Quantum chaos in a deformable billiard: Applications to quantum dots

TL;DR

This study numerically analyzes energy levels and wavefunctions of deformable quantum billiards, revealing how classical chaos influences quantum properties relevant to quantum dots, with results aligning with random-matrix theory in chaotic regimes.

Contribution

It provides a detailed numerical investigation of quantum chaos in deformable billiards, connecting classical dynamics with quantum statistical properties in quantum dots.

Findings

Statistical properties match random-matrix theory in chaotic regimes.

Level-width distribution follows chi-squared distribution in fully chaotic systems.

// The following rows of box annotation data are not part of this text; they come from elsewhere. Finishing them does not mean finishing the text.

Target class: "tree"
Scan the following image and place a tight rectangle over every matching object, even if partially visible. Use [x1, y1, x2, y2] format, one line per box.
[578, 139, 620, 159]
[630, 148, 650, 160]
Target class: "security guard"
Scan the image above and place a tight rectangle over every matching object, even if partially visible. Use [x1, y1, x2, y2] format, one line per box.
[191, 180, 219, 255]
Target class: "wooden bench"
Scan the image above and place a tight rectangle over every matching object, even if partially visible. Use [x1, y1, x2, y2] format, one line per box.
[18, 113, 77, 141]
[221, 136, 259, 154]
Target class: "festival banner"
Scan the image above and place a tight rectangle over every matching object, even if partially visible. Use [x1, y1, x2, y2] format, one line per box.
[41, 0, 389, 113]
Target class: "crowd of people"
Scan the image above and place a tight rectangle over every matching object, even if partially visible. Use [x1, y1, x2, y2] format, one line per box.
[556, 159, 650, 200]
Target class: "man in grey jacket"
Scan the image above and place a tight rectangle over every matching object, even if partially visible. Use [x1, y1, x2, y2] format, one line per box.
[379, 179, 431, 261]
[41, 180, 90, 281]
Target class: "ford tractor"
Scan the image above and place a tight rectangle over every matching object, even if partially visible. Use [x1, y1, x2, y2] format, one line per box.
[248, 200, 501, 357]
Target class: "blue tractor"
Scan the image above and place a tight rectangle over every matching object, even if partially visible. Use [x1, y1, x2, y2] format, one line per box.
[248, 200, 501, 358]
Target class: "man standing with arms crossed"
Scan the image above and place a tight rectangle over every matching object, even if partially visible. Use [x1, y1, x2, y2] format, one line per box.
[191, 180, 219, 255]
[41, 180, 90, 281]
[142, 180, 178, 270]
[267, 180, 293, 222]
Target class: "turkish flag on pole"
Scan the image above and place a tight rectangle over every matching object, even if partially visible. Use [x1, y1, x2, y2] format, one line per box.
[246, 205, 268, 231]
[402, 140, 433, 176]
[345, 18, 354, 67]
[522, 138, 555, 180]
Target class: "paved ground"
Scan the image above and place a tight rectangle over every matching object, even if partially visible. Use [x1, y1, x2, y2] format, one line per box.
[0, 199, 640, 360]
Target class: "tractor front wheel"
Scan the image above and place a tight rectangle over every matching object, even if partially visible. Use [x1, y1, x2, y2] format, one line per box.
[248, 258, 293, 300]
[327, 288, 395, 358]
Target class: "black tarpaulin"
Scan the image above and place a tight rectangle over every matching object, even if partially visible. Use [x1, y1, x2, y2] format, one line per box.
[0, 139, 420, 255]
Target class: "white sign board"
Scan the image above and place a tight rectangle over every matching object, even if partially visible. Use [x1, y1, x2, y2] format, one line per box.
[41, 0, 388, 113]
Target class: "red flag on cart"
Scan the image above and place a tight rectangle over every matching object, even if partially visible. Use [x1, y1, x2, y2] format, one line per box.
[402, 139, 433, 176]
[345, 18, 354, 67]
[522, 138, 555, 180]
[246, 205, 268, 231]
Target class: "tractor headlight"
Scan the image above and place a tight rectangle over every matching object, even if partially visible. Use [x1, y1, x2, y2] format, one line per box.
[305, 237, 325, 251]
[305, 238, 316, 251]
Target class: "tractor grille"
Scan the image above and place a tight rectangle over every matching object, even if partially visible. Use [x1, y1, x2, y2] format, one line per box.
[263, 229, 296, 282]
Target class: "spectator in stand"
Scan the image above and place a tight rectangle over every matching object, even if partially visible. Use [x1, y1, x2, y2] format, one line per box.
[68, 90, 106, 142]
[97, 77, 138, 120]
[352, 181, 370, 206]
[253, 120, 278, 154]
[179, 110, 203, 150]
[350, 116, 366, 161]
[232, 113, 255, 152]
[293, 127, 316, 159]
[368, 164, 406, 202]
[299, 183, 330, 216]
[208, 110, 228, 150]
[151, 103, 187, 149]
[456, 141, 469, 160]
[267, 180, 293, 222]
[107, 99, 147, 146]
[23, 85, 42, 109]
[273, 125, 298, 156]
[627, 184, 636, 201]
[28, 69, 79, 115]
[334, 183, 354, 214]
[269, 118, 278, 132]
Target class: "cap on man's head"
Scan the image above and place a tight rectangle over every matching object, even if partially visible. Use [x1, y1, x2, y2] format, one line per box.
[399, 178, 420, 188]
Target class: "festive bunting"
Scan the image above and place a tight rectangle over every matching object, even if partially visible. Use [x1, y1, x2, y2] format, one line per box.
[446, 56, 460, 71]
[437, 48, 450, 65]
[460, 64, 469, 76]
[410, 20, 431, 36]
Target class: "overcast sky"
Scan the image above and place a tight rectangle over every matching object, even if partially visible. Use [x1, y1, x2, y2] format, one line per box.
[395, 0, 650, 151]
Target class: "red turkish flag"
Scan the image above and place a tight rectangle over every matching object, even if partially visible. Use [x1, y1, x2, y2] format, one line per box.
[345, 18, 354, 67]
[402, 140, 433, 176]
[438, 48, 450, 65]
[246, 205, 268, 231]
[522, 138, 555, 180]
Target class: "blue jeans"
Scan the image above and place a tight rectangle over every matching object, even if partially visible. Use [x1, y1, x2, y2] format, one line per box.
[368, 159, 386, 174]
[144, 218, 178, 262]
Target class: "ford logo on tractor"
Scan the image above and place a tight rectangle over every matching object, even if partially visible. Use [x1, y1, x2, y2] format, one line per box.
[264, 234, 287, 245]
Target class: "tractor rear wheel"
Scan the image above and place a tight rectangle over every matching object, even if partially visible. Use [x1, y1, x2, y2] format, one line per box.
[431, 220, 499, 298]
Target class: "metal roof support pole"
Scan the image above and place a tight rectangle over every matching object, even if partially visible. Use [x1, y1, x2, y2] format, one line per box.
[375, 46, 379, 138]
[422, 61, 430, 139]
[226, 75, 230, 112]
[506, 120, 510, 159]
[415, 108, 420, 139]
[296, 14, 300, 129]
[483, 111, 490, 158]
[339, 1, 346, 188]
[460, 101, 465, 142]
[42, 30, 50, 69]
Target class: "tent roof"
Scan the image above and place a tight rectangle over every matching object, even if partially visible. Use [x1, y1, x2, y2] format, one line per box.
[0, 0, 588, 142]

Energy-level correlations agree with disordered system models.

Abstract

We perform a detailed numerical study of energy-level and wavefunction statistics of a deformable quantum billiard focusing on properties relevant to semiconductor quantum dots. We consider the family of Robnik billiards generated by simple conformal maps of the unit disk; the shape of this family of billiards may be varied continuously at fixed area by tuning the parameters of the map. The classical dynamics of these billiards is well-understood and this allows us to study the quantum properties of subfamilies which span the transition from integrability to chaos as well as families at approximately constant degree of chaoticity (Kolmogorov entropy). In the regime of hard chaos we find that the statistical properties of interest are well-described by random-matrix theory and completely insensitive to the particular shape of the dot. However in the nearly-integrable regime non-universal behavior is found. Specifically, the level-width distribution is well-described by the predicted $\chi^2$ distribution both in the presence and absence of magnetic flux when the system is fully chaotic; however it departs substantially from this behavior in the mixed regime. The chaotic behavior corroborates the previously predicted behavior of the peak-height distribution for deformed quantum dots. We also investigate the energy-level correlation functions which are found to agree well with the behavior calculated for quasi-zero-dimensional disordered systems.